Advice on how to get the conversation started
Posted at 4:35 PM, Aug 12, 2018
and last updated 2018-08-13 13:37:52-04

Bullying can mean back to school anxiety for some students. 

It's an issue many districts continuously tackle, but experts say parents can do a lot to help by getting the conversation started with their children. 

When it comes to talking about bullying with your kids, you might not want to jump right in.

Sheri Bauman, professor of counseling at the University of Arizona, says kids are very reluctant to talk about bullying, for very good reasons. 

She says, for example, ask your child about how their friends are, to possibly get answers about them in a roundabout way. 

"So tell me, I've heard a lot about bullying lately. Do any of your friends ever experience that? What's happening at your school,'" Bauman recommends. "So you're not asking directly about their own experience, but giving them an opening to talk about it."

Bauman says one of the best things you can do as a parent is let your kids know that you're on their side, rather than minimizing how they're feeling.

What may seem trivial to an adult may seem catastrophic to a young person. She says, instead of saying things like, 'It gets better' or 'I was in middle school before, too,' ask how you can help them.

"That you care very much.
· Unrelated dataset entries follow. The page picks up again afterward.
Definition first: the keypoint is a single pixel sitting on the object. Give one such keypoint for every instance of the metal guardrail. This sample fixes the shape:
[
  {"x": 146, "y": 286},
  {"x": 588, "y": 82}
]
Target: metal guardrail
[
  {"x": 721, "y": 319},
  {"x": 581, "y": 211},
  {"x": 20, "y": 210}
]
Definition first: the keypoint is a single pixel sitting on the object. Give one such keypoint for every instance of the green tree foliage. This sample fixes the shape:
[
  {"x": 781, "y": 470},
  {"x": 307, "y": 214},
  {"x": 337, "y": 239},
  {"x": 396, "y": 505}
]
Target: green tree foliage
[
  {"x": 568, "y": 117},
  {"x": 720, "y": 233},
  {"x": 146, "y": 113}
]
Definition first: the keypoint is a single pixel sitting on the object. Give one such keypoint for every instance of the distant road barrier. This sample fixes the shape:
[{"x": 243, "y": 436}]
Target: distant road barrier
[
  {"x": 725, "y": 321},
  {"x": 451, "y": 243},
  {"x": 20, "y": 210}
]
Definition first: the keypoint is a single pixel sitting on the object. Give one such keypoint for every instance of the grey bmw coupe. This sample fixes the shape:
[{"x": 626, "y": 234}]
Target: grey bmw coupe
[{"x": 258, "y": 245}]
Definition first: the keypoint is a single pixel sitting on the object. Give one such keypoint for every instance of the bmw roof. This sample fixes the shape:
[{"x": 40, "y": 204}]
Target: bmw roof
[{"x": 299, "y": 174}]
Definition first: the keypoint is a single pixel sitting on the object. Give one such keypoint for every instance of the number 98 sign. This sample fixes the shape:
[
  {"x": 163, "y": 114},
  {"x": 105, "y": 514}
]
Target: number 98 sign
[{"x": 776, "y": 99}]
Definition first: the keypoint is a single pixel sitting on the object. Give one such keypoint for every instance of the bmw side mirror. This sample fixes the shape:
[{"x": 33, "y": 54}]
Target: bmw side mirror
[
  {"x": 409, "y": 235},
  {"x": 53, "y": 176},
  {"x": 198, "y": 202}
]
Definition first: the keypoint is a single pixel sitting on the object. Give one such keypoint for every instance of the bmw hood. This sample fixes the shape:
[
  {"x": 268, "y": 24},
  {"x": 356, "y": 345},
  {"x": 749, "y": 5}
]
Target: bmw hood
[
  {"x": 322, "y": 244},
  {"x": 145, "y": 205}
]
And you can tell that something is very painful and you want that pain to go away and you'll work with them," Bauman said.

Cyberbullying may be hard for schools to detect, so that's where parents can really step in to help, by starting a conversation this way:

"Say, 'you know, I don't even know how Snapchat works, so I can't be helpful but I'd like to found out. Can we work together on what you might do to protect yourself?'" Bauman says.

Experts say being proactive with bullying, and knowing how to talk to your children may help prevent it from happening.